Представитель Черных Болот сказал, что потому красноармейцы успешно воюют, что они спокойны за своих детей. Он назвал детский дом завоеванием революции и обещал написать товарищу Кондакову про Асю, про Первое мая и про гостинцы — дар торфостроевцев.
Ушел, началась дележка. С помощью Туси и Дуси Зайцевых Ася разложила на реденькой нанке шесть картофельных ватрушек, испеченных в русской печи. Каждому члену коммуны по одной плюс, добавочек. Леденец, длинный, как карандаш, освободили от яркой обертки и долго распиливали ножичком на пять частей. Поев ватрушек, запихав за щеку свои дольки леденца, Туся и Дуся побежали в дортуар младших — теперь новые порядки, теперь младшие спят отдельно, — побежали вручить маленькой Наташе ее порцию.
Ася осталась, чтобы спрятать Люсину долю в ее тумбочку. Ведь на днях на собрании постановили всем быть в день Первого мая хорошими товарищами. Ася, как хороший товарищ, и стала прятать гостинцы в самое сохранное место; что поделаешь, если среди ребят еще имеются, как их называет Ксения, продукты старорежимного воспитания. Короче, не спрячешь — стырят. И даже самый верный способ обнаружить вора (всем поцеловать иконку) не поможет. Вот Ася и прятала, старалась…
Эх, Катька! Как она может спать? Ася вертится, взбивает подушку, задевает рукой жесткие курчавые прядки. Наконец Катя приподнимается.
— Угомонишься когда-нибудь?
Ася укоряет ее:
— И ты можешь спать?
С жаром, как будто Катя еще не слышала ее рассказа, Ася заново излагает случившееся:
— Главное, Люська заперла дверцу гнутым гвоздем, никак не влезешь… Сверху, значит, кофточка, «Басни Крылова», а пакет позади всего.
Этот пакет долго будет помниться Асе. Люся притащила его от сестры (чистое белье, как она объяснила). Чтобы засунуть поглубже дары черноболотцев, Ася все выгребла из тумбочки.
— Меня как затрясет, — говорит Ася.
— Каждого бы затрясло!
Еще бы! Из пакета, завернутого в афишу, выкатился коржик. В пакете оказалась целая куча коржиков, не ржаных, а чуть ли не из крупчатки. И ведь врала Люська, будто артистам не платят за концерты мукой или еще чем.
— Сестра у нее такая же жила, — вставляет словечко Катя. — Пела небось по клубам, а бесплатно ни одной нотки! Белые коржики, подумать только! Пользуются, проклятые, что в народе тяга к искусству…
Катя любит порассуждать, разобраться, что отчего, но Ася всегда не так философствует, как волнуется.
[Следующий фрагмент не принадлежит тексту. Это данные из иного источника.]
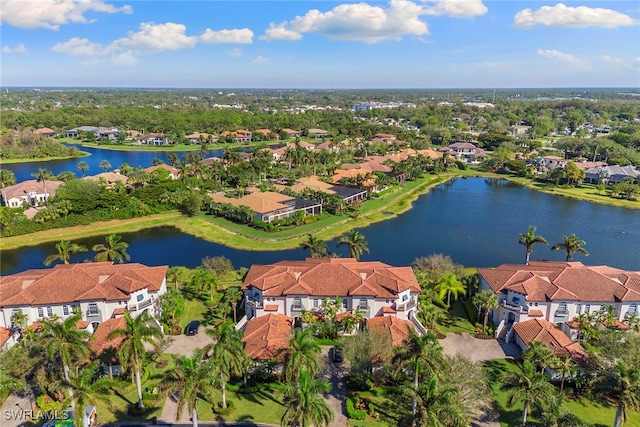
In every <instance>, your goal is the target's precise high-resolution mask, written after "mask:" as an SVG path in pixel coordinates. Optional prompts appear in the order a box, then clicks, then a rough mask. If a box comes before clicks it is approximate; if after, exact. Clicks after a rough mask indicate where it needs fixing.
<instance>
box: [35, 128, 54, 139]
mask: <svg viewBox="0 0 640 427" xmlns="http://www.w3.org/2000/svg"><path fill="white" fill-rule="evenodd" d="M33 133H35V134H36V135H40V136H44V137H45V138H55V136H56V131H54V130H53V129H49V128H40V129H36V130H34V131H33Z"/></svg>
Надо же было, чтобы в эту минуту, в минуту Асиного потрясения, по лестнице поднималась долгожданная делегация, осматривающая детский дом. Дом, между прочим, приглянулся иностранцам еще и тем, что он носит имя Карла Либкнехта и Розы Люксембург. Этих погибших вождей пролетарии всех стран особенно вспоминали в день Первого мая.
Обнаружив обман, Ася не помнила себя. Она как вытолкнет тумбочку в коридор, как швырнет туда же зеленое институтское платье, ставшее ей не менее ненавистным, чем беличья шубка доброй феи. Всех обманщиков вышвырнуть! Иначе какие же светлые надежды?
— А я увидала, думаю, что за карусель? — подхватывает Катя, блестя в полутьме ровными белыми зубами. — И тут же все поняла. Ловко мы вытолкнули ее кровать! Деревяшка так и запрыгала у изголовья.
Ася сразу смекнула, что Катя говорит об иконке, которая закачалась, словно в испуге, но поправлять Катю не стала, а неожиданно для себя поддакнула:
— Ага.
— Только вот анархию проявили перед Третьим Интернационалом, — сокрушается Катя.
Верно ведь… Не слишком-то ловко получилось, что навстречу делегации, перегораживая ей путь, в коридор во всей красе выехала разоренная кровать. А подушка, пущенная рукою Аси, угодила в какого-то товарища Бротье, который свое удивление выразил на французском языке, будто настоящая параллельная дама.
При этом событии, кроме Ксении, присутствовал Андрей Альбертович, — он, как бывший латинист, взялся принять иностранцев. Вообще-то он старательный и Татьяна Филипповна даже называет его энтузиастом, но сегодня он никакой не энтузиаст. О себе позаботился, о других нет. Свои длинные космы догадался пригладить, чистый сюртук надеть догадался, а вот выдумать хоть на каком-нибудь иностранном языке, что девочки просто переезжают в другой дортуар, не хватило смекалки. Отскочил к стене, словно это в него попали подушкой.
Правда, и Ксения растерялась не меньше, а Катя с Асей тем более.